Letztendlich nur gut so, denn gerade wegen seiner nackten Inszenierung entfaltet ‚Crush Songs‚ eine unter die Haut gehende Intimität und Strahlkraft, die Karen O mit ihrer Stammband längst verloren hat. Wo ‚Crush Songs‚ also durchaus bewusst viel Potential ungenützt liegen lässt weil es sich damit begnügt über weite Strecken nur lose Ideen aufzulisten liegt gerade in der Unfertigkeit und Nahbarkeit des Homerecording-Charmes auch ein Großteil des Reizes aus; speziell für die herausragenden Kompositionen hätte mehr Ausarbeitung wohl nur unnötigen Ballast bedeutet:
‚Ooo‚ ist ein liebestrunken treibender Schiffbruchschunkler, ‚Rapt‚ oder ‚Native Korean Rock‚ hätten so ähnlich auch auf ‚Show Your Bones‚ ganz wunderbar stattfinden können. Das regelrecht beschwingt hoffnungsvoll scheinende ‚Day Go By‚ wiegt derweil in falscher Sicherheit („Don’t call the doctor, doctor/ God save the doctor, something’s wrong/ Gonna call the doctor, doctor/Just tell him that my pain is gone„), obwohl man längst weiß dass hier alle Hilfe zu spät kommt: „Tearing me apart, I wear it on my heart, I do/ Can’t sleep, I’m wasted, wasted/ Can’t stand still, I’m shaking over you/Time away/ I really need my fix cause you got me so sick/ I know/ That I’m burning for you„.

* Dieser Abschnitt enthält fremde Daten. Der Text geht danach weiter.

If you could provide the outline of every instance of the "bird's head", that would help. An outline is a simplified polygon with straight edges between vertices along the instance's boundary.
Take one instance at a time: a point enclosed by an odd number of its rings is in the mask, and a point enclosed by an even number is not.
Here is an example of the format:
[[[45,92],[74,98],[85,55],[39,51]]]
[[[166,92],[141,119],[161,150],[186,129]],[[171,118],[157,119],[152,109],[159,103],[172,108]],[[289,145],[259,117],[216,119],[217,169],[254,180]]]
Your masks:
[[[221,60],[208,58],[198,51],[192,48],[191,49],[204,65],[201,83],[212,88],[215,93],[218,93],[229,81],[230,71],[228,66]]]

Dass das knapp 65 sekündige ‚Indian Summer‚ eine Doors-Cover-Version ist muss man nicht ungelesen heraushören, ‚Beast‚ kann dafür durchaus als insgeheime Verneigung vor dem jungen Leonard Cohen gehört werden und in ‚King‚ huldigt Karen O dann ganz direkt dem verstorbenen King of Pop („And with his single sparkling glove/ He blows us kisses, show us love/ Is he walking on the moon?/I hope I don’t find out too soon„). Ein kurzes Lächeln ist in dieser Meditation über das Verlassensein also durchaus drinnen, ein permanent tröstendes In-den-Arm-nehmen sowieso. Womit ‚Crush Songs‚ zwar vor allem dazu dient den Gefühlshaushalt auszumisten und genau genommen keine große Sache ist – in bedrückenden Stunden aber der einzige Trostspender sein kann den es braucht.